I have a vcf file from which I want to remove SNPs that fall within certain genomic windows (20kb window size). I continue to face a problem with this seemingly easy task. I have checked my code for mistakes several times, but I still don't know what is going on.
Here's what I do:
1. From my original vcf file, I extracted all SNP positions like this:
bcftools query -f '%CHROM\t%POS\n' vcfFile.vcf > vcfFile.SNP.Positions
The first 10 SNPs on chrI (chromosome I) are:
chrI 810
chrI 1619
chrI 1686
chrI 2393
chrI 2674
chrI 2696
chrI 4642
chrI 4655
chrI 4813
chrI 5117
2. I then wanted to remove SNPs that fall within certain genomic windows (bins of 20kb). For this, I created a bed-file ("remove.bed").
This file looks like this (here I show the first ten 20kb-windows):
chrom chromStart chromEnd
chrI 10000011020000
chrI 1140001 1160000
chrI 1160001 1180000
chrI 3440001 3460000
chrI 6460001 6480000
chrI 6860001 6880000
chrI 6880001 6900000
chrI 6900001 6920000
chrI 6920001 6940000
chrI 6940001 6960000
Notably, this bed-file is ordered by chromosome and position in increasing order.
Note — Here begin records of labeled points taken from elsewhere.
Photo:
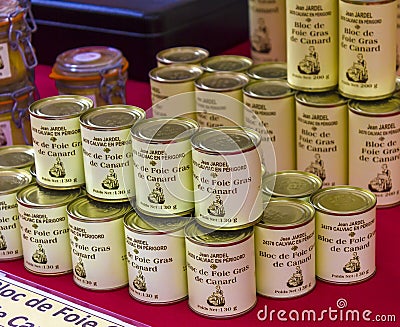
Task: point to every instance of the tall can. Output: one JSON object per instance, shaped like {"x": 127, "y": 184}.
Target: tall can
{"x": 374, "y": 139}
{"x": 312, "y": 44}
{"x": 345, "y": 224}
{"x": 11, "y": 181}
{"x": 163, "y": 165}
{"x": 367, "y": 33}
{"x": 285, "y": 249}
{"x": 267, "y": 29}
{"x": 220, "y": 271}
{"x": 322, "y": 129}
{"x": 156, "y": 258}
{"x": 57, "y": 142}
{"x": 44, "y": 229}
{"x": 107, "y": 151}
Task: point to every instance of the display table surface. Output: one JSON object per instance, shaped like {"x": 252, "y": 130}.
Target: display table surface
{"x": 380, "y": 294}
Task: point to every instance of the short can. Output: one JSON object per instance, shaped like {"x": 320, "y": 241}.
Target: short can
{"x": 219, "y": 99}
{"x": 97, "y": 243}
{"x": 312, "y": 45}
{"x": 172, "y": 90}
{"x": 220, "y": 271}
{"x": 11, "y": 181}
{"x": 269, "y": 103}
{"x": 156, "y": 258}
{"x": 374, "y": 136}
{"x": 107, "y": 151}
{"x": 345, "y": 221}
{"x": 367, "y": 33}
{"x": 57, "y": 140}
{"x": 44, "y": 229}
{"x": 321, "y": 140}
{"x": 227, "y": 177}
{"x": 285, "y": 249}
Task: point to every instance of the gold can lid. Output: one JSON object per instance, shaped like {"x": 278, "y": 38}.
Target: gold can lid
{"x": 164, "y": 129}
{"x": 60, "y": 106}
{"x": 286, "y": 213}
{"x": 221, "y": 81}
{"x": 291, "y": 184}
{"x": 183, "y": 54}
{"x": 175, "y": 73}
{"x": 343, "y": 200}
{"x": 13, "y": 180}
{"x": 34, "y": 196}
{"x": 87, "y": 209}
{"x": 16, "y": 156}
{"x": 226, "y": 63}
{"x": 225, "y": 140}
{"x": 112, "y": 117}
{"x": 199, "y": 234}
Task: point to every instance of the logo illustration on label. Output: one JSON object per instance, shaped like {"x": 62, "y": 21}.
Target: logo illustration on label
{"x": 80, "y": 269}
{"x": 317, "y": 167}
{"x": 358, "y": 71}
{"x": 296, "y": 279}
{"x": 111, "y": 181}
{"x": 157, "y": 195}
{"x": 216, "y": 208}
{"x": 58, "y": 169}
{"x": 310, "y": 64}
{"x": 353, "y": 265}
{"x": 39, "y": 256}
{"x": 139, "y": 282}
{"x": 382, "y": 182}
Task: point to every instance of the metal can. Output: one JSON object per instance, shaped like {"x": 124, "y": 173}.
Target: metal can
{"x": 181, "y": 55}
{"x": 219, "y": 99}
{"x": 97, "y": 72}
{"x": 57, "y": 142}
{"x": 11, "y": 181}
{"x": 312, "y": 45}
{"x": 163, "y": 165}
{"x": 367, "y": 33}
{"x": 44, "y": 229}
{"x": 156, "y": 258}
{"x": 267, "y": 27}
{"x": 220, "y": 271}
{"x": 167, "y": 83}
{"x": 227, "y": 177}
{"x": 345, "y": 221}
{"x": 269, "y": 103}
{"x": 374, "y": 139}
{"x": 97, "y": 242}
{"x": 322, "y": 142}
{"x": 107, "y": 151}
{"x": 285, "y": 249}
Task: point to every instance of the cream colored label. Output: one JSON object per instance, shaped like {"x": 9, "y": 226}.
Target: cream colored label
{"x": 345, "y": 247}
{"x": 107, "y": 159}
{"x": 98, "y": 254}
{"x": 221, "y": 280}
{"x": 375, "y": 156}
{"x": 219, "y": 109}
{"x": 367, "y": 34}
{"x": 227, "y": 189}
{"x": 266, "y": 117}
{"x": 322, "y": 142}
{"x": 163, "y": 177}
{"x": 156, "y": 267}
{"x": 45, "y": 239}
{"x": 312, "y": 44}
{"x": 58, "y": 152}
{"x": 10, "y": 233}
{"x": 285, "y": 261}
{"x": 267, "y": 24}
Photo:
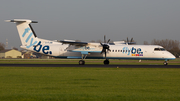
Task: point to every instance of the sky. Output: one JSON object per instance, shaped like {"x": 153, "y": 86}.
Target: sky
{"x": 87, "y": 20}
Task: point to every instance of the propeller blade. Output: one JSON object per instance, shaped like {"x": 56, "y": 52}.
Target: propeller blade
{"x": 108, "y": 41}
{"x": 104, "y": 38}
{"x": 105, "y": 54}
{"x": 131, "y": 39}
{"x": 127, "y": 40}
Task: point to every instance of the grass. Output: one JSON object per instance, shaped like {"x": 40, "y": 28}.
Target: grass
{"x": 87, "y": 84}
{"x": 88, "y": 61}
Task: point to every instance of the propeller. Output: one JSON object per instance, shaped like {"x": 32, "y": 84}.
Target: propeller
{"x": 130, "y": 42}
{"x": 105, "y": 46}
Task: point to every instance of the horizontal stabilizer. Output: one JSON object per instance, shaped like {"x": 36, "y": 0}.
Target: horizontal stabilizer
{"x": 21, "y": 20}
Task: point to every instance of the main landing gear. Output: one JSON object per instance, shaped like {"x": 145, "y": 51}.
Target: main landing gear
{"x": 165, "y": 63}
{"x": 82, "y": 62}
{"x": 106, "y": 62}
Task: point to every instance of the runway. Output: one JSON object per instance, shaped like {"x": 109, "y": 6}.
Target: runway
{"x": 89, "y": 65}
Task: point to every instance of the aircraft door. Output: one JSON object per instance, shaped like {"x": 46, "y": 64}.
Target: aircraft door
{"x": 61, "y": 52}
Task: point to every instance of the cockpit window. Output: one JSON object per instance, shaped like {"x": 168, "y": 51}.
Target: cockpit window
{"x": 159, "y": 49}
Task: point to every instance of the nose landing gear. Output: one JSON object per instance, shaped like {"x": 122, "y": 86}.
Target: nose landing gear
{"x": 106, "y": 62}
{"x": 165, "y": 63}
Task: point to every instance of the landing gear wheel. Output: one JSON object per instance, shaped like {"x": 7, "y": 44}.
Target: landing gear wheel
{"x": 81, "y": 62}
{"x": 106, "y": 62}
{"x": 165, "y": 63}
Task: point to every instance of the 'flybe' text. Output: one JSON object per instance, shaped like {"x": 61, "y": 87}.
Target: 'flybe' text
{"x": 133, "y": 51}
{"x": 38, "y": 47}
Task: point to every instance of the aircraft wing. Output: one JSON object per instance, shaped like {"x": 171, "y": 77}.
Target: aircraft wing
{"x": 74, "y": 43}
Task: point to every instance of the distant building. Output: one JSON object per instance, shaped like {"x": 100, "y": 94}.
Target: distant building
{"x": 10, "y": 53}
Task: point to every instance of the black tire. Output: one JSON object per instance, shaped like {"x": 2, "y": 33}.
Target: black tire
{"x": 165, "y": 63}
{"x": 106, "y": 62}
{"x": 81, "y": 62}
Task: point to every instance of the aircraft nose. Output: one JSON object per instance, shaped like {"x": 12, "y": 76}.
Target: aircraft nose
{"x": 172, "y": 56}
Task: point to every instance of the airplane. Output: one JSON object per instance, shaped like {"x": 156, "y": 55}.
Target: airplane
{"x": 86, "y": 50}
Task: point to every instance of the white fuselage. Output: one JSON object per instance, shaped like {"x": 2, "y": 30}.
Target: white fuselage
{"x": 60, "y": 50}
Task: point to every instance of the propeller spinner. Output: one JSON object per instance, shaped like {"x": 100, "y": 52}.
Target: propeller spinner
{"x": 105, "y": 46}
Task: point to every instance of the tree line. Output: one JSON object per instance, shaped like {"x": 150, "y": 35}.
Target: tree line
{"x": 172, "y": 46}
3. I then use vcftools to remove all SNPs from vcfFile.vcf like this:
vcftools \
--vcf vcfFile.vcf \
--exclude-bed remove.bed \
--recode \
--recode-INFO-all \
--out vcfFile_removed
This creates a new vcf file called: "vcfFile_removed.recode.vcf". As expected, this vcf file now has less SNPs than the initial vcf file.
4. However, I then looked at all SNP positions in vcfFile_removed.recode.vcf, by again using bcftools:
bcftools query -f '%CHROM\t%POS\n' vcfFile_removed.recode.vcf > vcfFile_removed.SNP.Positions
The first 10 SNPs on chrI (chromosome I) in this file are:
chrI 25980088
chrI 25980144
chrI 25980172
chrI 25980365
chrI 25980393
chrI 25980422
chrI 25980539
chrI 25980647
chrI 25980652
chrI 25980673
To make sure this has nothing to do with how the vcf file is sorted, I also grepped for "chrI 810" and "chrI 1619" in "vcfFile_removed.SNP.Positions", but these SNP positions were no longer found.
I don't understand why these SNPs were removed because they do not fall in any of the specified bins within the bed file.
Why is the first line of your BED malformed? Also, have you tried sorting your final VCF?